Naturally, more lenders jumped into the pool with business being so good. Lots of competition, while good for consumers by helping to keep prices in check, is usually not so good for business. Rocket Mortgage, for example, reported its numbers to be down for the second quarter of 2021. And some nonbank lenders are experiencing double-digit losses.
Rising interest rates
The Federal Reserve lowered interest rates to boost economic activity in response to COVID-19. This led to mortgage interest rates falling below 3% in 2020. The low rates nudged many potential homebuyers who were on the fence into taking the plunge to homeownership. Plus, with rates being so low, people who already had a mortgage didn’t hesitate to refinance.
All this activity was proving to be overwhelming to mortgage lenders, and it was taking some lenders months to process loans. Partly to stem the tide and partly because business was booming, mortgage lenders started to raise the rates they charged customers and, by doing so, were making good money.

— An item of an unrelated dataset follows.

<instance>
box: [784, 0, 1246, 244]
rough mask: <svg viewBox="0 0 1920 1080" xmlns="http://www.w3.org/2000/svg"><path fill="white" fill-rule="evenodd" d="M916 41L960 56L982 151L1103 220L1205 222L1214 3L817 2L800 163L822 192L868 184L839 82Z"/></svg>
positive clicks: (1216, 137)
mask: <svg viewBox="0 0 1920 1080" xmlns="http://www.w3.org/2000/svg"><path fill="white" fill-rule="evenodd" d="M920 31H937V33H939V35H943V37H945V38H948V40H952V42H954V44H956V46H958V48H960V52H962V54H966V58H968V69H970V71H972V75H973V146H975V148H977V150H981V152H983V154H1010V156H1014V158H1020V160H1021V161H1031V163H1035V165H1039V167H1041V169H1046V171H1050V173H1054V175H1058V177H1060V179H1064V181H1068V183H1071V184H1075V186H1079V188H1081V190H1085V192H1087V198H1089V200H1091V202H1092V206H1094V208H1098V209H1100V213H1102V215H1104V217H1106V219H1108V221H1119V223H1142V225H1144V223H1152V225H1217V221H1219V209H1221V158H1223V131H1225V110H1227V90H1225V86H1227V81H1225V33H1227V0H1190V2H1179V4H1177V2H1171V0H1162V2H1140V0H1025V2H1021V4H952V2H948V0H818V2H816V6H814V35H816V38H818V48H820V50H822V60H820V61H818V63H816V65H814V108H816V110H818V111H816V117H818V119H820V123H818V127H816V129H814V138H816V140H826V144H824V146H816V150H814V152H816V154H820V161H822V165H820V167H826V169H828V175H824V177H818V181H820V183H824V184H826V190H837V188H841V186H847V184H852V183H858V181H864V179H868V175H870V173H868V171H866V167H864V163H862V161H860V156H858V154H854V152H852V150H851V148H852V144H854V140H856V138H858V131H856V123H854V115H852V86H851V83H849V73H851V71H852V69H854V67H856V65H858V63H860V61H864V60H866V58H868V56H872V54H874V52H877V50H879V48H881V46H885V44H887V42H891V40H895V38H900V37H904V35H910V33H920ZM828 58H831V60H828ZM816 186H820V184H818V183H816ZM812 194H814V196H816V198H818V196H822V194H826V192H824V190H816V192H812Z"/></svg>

For 2021, although mortgage activity is declining, there will still be plenty of mortgage activity, reports the Wall Street Journal. But the activity is on a downward trajectory, and that could mean lenders again lowering the rates they charge.
Alternatives to mortgages
In our current seller’s market, bidding wars are common. It’s not unusual for Realtors to see 10 buyers vying to get one home. This is particularly true in the first-time homebuyer market. People who can pay cash typically have an advantage over buyers who need to add a financing contingency to the offer. That leads to more primary homebuyers buying a home the way many real estate investors do: using cash.
A new business model of companies that buy homes on behalf of future homeowners is gaining traction. Some examples of this are Ribbon, Knock, Accept.inc, and HomeLight. They all have slightly different business models, but they all buy homes using cash on behalf of the homeowner. Sometimes the homeowner still needs to get a traditional mortgage, but the homebuyer can sometimes get a mortgage directly from the company that buys the home (if it’s also a lender).
Rising home prices
Home prices have been rising ever since COVID-19 hit the scene, leading many people to wonder whether we’re in a housing bubble. That prevents people from buying a home and, subsequently, needing a mortgage. Low supply is also keeping people from buying. Even people who are willing and able to pay higher prices for homes are often losing out if there are multiple offers, and that also means more potential mortgagors not applying for a mortgage.
The Millionacres bottom line
Mortgage activity is down from its COVID-19 peak in 2020, but the mortgage industry is still doing quite well. Even though mortgage lenders might need to lower the rates they charge to customers, meaning each loan is less profitable, mortgage lenders should stay busy for at least the rest of the year.